Correspondente do diário inglês The Guardian, presente na Bolívia em 1967, Richard Gott testemunhou a campanha guerrilheira de Che e denunciou a participação da CIA no assassinato do revolucionário
Claudia Jardim
de Caracas (Venezuela)
EM 8 DE outubro de 1967, quando o Exército boliviano capturou Che Guevara, para executá-lo um dia depois, Richard Gott, à época correspondente do diário inglês The Guardian, foi um dos poucos jornalistas a presenciar os fatos relacionados com a morte do guerrilheiro.
Gott, que havia viajado à Bolívia para reportar a campanha guerrilheira de Guevara, também foi testemunha da participação da CIA (agência estadunidense de inteligência) no operativo de captura e assassinato de Che.
Sobre Félix Rodríguez, um dos principais agentes da CIA nessa operação, Richard Gott escreveu dia 10 de outubro de 1967: “Era um homem muito nervoso e olhava furioso cada vez que uma câmera se dirigia a ele. Ele sabia que eu sabia quem ele era, e sabia também que ele não deveria estar ali”.
Gott viveu na América Latina durante décadas e conta quem era o Che que hoje se converteu em um símbolo pop. “Ele levou os poemas de Pablo Neruda na mochila, mas sua música favorita era o som das metralhadoras.” Nos 40 anos da morte do guerrilheiro, Gott concedeu essa entrevista exclusiva ao Brasil de Fato.
Brasil de Fato – Como o senhor se aproximou da história que culminou no fim da guerrilha e na execução de Che Guevara?
Richard Gott – Guevara, em seu último artigo, publicado em 1967, pediu aos revolucionários para que criassem “dois, três, vários Vietnãs”. Decidi sair da minha base em Santiago do Chile e passei o mês de agosto viajando pela Bolívia, tratando de descobrir se este país estava pronto para ser “o próximo Vietnã”. Regressei à Bolívia no final de setembro. Me reuni brevemente com alguns oficiais bolivianos em Vallegrande, quando me informaram sobre uma iminente captura de Guevara. Também visitei um acampamento que os EUA mantinham fora de Santa Cruz para treinar os soldados bolivianos com técnicas antiguerrilheiras.
Quando soube da captura de Che?
Foi na tarde do domingo, 8 de outubro, que um oficial estadunidense me informou que Guevara havia sido capturado em La Higuera. Dirigi durante toda a noite até Vallegrande e cheguei na manhã de segunda-feira bem cedo no local para onde seria levado Guevara. Enquanto esperava, me chamou a atenção a presença de um homem vestido com roupa militar. Evidentemente não era um boliviano. Mais tarde, os oficiais bolivianos me explicaram que se tratava de um assessor da CIA. Finalmente, às cinco da tarde, chegou o helicóptero que trazia Guevara. Seu corpo estava em uma maca que tinha sido amarrada junto à base de aterrissagem da aeronave. Era evidente que o agente da CIA (Félix Rodríguez) se encarregava de todos os procedimentos. Falava inglês e espanhol fluentes, e estava visivelmente incomodado porque ele sabia que eu o havia identificado.

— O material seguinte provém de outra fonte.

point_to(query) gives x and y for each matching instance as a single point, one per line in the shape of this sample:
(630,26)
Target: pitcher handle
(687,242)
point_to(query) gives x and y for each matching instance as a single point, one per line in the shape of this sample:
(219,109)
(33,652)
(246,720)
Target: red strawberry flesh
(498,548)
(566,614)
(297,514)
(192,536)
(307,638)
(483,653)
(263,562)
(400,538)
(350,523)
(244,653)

Como foi o momento em que os militares bolivianos apresentaram o corpo de Che Guevara?
Pouco tempo depois foi possível ver o corpo de Guevara em uma das lavanderias do hospital local. Neste momento eu estava bastante apreensivo. O fato de haver identificado o agente da CIA me fez temer que ele pudesse me prender. Permaneci perto do corpo de Guevara observando aquela pequena multidão de soldados, freiras e camponeses que começavam a chegar. Havia alguns jornalistas presentes, mas eu era a única pessoa naquele lugar que já tinha visto Guevara com vida, e podia certificar que verdadeiramente aquele corpo era do Che. Eu o havia conhecido em Havana quatro anos antes, em 1963. A maioria dos correspondentes estrangeiros chegaram no dia seguinte, quando o corpo de Guevara já havia sido limpo e as famosas fotografi as foram tiradas. Durante a noite, tive que viajar a Santa Cruz para enviar minha reportagem. No caminho, escutei o serviço da BBC World sobre a notícia de que Guevara havia sido capturado e morto. Foi neste momento que me dei conta do desastre e da tragédia que eu havia testemunhado. Até aquele momento, eu estava excitado com a perspectiva do “furo” jornalístico. A partir de então, passei a refletir sobre as implicações políticas relacionadas à morte do Che.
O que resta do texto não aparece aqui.